The airport is a stone throw from the air force base and the runways are shared by fighter planes when things are hot. The terminal seemed to me to be under construction but that may have been because many of my flights in and out were on a little UN plane and we got ushered through all the service entrances.
The ground floor of the single terminal building is like any other small airport; long and narrow. Toilets and a water fountain are at one end. The check-in counters are at the opposite end. The two ends are separated by the gates to departure lounges upstairs, a single baggage carousel and a few shops (car rental, food, money exchange).
Arrivals and departures are all through the upstairs area. This large area, divided into domestic and international lounges, seemed to be full of people at all hours. Chairs were full of dozing adults, stressed parents or excited children. On one side shops and restaurants do a roaring trade, the other a glass wall with a door outside for those who want a last cigarette before their confinement in a smoke-free plane.
As far as the duty free shop is concerned, there’s just one. It stocked all the items everyone wants to buy but the selection is limited as far as brands.

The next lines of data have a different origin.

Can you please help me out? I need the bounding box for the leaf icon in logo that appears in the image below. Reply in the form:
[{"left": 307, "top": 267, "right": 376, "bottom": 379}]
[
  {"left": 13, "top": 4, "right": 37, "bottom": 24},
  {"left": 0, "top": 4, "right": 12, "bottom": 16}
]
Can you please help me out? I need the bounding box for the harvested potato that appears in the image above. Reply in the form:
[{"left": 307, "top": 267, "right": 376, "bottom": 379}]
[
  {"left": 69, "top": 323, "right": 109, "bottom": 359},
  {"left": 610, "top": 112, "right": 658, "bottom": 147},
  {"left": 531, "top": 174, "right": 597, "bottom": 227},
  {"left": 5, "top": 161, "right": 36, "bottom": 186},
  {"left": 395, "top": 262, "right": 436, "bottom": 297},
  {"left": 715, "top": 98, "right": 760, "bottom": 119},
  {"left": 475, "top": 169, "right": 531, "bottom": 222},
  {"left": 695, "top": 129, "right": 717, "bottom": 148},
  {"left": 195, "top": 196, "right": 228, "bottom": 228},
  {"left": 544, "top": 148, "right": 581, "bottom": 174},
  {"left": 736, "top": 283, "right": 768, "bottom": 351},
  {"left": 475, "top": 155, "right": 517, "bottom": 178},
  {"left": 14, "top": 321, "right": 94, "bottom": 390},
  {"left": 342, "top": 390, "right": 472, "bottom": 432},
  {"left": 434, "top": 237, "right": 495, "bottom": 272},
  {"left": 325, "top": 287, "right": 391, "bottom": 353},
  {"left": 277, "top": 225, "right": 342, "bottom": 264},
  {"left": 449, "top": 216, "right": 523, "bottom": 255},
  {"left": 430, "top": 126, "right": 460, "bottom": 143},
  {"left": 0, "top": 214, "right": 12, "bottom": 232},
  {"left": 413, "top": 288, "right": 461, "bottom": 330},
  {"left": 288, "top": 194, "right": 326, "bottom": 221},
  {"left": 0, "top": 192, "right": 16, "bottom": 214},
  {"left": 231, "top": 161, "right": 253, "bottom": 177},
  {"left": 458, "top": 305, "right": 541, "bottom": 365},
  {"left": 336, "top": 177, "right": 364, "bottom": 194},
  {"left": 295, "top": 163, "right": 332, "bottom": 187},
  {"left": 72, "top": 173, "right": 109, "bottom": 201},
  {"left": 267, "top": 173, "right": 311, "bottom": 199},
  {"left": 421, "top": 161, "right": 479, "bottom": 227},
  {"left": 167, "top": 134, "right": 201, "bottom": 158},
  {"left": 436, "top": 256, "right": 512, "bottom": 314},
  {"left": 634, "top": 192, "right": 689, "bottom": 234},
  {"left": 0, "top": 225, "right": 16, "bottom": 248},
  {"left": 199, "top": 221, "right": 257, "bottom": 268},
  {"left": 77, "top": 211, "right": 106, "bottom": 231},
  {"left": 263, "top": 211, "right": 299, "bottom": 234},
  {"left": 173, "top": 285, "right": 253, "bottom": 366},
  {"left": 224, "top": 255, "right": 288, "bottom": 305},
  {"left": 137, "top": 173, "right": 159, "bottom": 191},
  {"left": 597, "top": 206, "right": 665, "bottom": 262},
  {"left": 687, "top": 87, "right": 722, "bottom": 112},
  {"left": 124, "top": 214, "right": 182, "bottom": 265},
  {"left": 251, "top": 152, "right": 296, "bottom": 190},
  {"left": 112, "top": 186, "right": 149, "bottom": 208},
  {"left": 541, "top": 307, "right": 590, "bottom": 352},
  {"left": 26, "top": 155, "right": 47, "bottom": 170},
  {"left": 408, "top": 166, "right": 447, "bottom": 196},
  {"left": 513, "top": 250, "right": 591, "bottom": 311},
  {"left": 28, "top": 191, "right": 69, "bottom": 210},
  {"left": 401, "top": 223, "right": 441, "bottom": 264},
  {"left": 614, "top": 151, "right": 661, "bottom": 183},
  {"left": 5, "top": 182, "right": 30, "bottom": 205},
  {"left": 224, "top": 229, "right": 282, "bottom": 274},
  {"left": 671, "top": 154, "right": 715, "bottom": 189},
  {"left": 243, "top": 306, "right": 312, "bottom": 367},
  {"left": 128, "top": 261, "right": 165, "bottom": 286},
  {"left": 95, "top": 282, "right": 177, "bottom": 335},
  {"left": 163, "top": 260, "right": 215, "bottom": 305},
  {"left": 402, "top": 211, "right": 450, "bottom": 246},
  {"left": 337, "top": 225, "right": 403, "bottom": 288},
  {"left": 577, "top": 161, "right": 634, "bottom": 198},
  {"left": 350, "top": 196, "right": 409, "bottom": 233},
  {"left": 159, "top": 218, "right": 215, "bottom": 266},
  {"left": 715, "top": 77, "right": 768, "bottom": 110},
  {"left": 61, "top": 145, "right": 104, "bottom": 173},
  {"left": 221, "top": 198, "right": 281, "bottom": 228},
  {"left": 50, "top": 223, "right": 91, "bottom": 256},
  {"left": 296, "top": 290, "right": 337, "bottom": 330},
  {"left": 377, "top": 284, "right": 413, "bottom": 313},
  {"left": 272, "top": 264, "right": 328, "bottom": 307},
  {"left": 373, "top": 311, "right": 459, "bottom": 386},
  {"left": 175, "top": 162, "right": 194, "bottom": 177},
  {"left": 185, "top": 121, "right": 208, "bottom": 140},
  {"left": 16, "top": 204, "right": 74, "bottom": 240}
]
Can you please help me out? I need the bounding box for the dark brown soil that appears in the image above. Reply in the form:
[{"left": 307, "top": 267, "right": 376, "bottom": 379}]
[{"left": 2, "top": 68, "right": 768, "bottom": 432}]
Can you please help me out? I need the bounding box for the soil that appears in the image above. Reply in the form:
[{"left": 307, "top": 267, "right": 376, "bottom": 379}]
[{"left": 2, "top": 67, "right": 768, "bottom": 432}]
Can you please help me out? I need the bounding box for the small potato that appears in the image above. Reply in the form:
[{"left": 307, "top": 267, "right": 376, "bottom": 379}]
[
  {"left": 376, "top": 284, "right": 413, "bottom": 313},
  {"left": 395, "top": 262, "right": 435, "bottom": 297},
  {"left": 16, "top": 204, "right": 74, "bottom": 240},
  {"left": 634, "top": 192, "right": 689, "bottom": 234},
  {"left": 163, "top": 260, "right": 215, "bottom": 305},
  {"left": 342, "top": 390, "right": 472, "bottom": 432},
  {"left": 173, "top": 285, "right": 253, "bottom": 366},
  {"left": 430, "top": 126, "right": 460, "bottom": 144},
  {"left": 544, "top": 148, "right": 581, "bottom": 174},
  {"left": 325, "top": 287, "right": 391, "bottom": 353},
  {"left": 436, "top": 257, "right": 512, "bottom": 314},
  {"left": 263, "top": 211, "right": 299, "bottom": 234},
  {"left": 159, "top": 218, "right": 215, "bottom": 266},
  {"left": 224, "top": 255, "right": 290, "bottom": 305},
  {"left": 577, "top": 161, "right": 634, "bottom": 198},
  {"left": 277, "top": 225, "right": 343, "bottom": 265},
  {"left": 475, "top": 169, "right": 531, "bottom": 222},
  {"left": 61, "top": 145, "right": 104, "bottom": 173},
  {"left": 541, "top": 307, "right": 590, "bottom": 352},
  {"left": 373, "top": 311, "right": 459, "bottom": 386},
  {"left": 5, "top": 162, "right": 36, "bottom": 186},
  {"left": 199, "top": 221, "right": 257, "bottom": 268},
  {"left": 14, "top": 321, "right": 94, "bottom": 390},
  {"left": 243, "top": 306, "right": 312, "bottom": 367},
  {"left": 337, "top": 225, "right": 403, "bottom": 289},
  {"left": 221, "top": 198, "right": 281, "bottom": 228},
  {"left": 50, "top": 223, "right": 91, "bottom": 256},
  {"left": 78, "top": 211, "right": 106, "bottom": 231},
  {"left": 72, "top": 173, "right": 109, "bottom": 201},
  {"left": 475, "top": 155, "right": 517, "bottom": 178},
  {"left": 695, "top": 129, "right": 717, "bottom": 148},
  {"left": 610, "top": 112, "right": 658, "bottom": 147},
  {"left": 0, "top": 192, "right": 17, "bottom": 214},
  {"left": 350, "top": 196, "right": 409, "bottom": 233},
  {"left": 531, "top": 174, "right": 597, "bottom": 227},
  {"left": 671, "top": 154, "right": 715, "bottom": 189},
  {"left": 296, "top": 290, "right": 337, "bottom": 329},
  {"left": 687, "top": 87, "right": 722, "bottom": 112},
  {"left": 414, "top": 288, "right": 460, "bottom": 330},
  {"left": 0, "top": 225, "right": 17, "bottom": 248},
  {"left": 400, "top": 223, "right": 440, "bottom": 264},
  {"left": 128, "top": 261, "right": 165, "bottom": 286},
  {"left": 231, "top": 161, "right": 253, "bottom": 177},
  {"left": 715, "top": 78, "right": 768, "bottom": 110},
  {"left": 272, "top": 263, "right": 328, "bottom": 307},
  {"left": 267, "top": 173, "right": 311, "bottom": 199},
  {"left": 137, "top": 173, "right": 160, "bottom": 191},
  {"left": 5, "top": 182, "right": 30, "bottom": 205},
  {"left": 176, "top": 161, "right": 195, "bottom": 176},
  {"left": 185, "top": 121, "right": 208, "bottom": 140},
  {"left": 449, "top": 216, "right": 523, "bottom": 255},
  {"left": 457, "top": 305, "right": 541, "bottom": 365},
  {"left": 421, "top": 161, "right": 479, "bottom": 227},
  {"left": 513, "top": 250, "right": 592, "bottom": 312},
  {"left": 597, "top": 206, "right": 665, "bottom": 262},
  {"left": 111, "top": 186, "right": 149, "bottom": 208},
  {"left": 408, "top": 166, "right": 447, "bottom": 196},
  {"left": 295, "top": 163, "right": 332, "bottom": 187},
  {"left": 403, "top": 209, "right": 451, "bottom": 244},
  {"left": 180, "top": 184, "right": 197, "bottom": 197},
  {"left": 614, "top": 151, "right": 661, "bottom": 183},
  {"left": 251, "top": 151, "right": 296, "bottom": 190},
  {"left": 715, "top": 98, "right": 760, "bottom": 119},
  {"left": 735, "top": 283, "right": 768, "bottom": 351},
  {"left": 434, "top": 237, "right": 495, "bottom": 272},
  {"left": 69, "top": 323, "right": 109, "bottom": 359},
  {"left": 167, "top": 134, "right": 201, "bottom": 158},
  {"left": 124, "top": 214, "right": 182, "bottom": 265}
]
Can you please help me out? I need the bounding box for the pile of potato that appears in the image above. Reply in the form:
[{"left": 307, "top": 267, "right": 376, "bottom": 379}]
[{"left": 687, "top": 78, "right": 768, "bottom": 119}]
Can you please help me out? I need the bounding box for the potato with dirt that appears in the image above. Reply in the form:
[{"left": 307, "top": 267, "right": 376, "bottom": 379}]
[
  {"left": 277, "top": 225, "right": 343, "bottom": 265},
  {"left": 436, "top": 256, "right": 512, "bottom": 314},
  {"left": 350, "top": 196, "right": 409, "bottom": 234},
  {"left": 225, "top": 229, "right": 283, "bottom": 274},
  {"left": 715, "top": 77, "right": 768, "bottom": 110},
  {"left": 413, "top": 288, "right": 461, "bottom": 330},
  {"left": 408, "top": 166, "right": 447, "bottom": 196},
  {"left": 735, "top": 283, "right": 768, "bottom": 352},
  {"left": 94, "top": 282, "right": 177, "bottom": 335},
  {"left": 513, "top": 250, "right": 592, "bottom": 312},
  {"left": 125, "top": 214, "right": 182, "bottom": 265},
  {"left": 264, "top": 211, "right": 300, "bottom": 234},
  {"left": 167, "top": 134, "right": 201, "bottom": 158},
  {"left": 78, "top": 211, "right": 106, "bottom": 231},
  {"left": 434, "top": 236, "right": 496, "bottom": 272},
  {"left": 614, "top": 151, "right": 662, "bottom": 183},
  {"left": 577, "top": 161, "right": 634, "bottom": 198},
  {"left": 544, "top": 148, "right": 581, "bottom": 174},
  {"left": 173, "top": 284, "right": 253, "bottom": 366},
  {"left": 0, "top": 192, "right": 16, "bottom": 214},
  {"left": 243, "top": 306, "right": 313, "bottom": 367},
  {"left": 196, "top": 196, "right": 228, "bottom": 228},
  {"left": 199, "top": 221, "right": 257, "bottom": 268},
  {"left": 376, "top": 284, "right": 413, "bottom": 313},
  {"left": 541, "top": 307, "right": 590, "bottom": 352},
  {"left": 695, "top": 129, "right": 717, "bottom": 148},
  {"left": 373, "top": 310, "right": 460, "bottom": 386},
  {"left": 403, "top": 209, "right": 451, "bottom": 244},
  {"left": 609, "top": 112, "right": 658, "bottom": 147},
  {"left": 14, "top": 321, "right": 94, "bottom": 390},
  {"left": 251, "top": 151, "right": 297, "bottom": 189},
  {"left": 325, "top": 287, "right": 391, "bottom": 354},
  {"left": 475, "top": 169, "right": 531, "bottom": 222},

Being 11km from downtown Darwin city the regular method of getting to and from is in the shuttle. The closest bus is a 20min walk to the main road so shuttle or taxi is most convenient.
This shuttle service is organised around the flight schedule so if you want to get to the airport you need to book in time for your flight. With a cost of AU$12 one way and a return being AU$21 it’s better value than one of the taxis.
Obviously I have left Australia from this airport whenever I returned to Timor Leste. The most unexpected thing was the AU$49 departure tax that must be paid before going through the passenger screening process into the departure lounges. I did say the airport felt like it was being rebuilt, I’m sure all the tax the UN staff have paid as they transit through here to mission will see a very impressive development beginning any day now.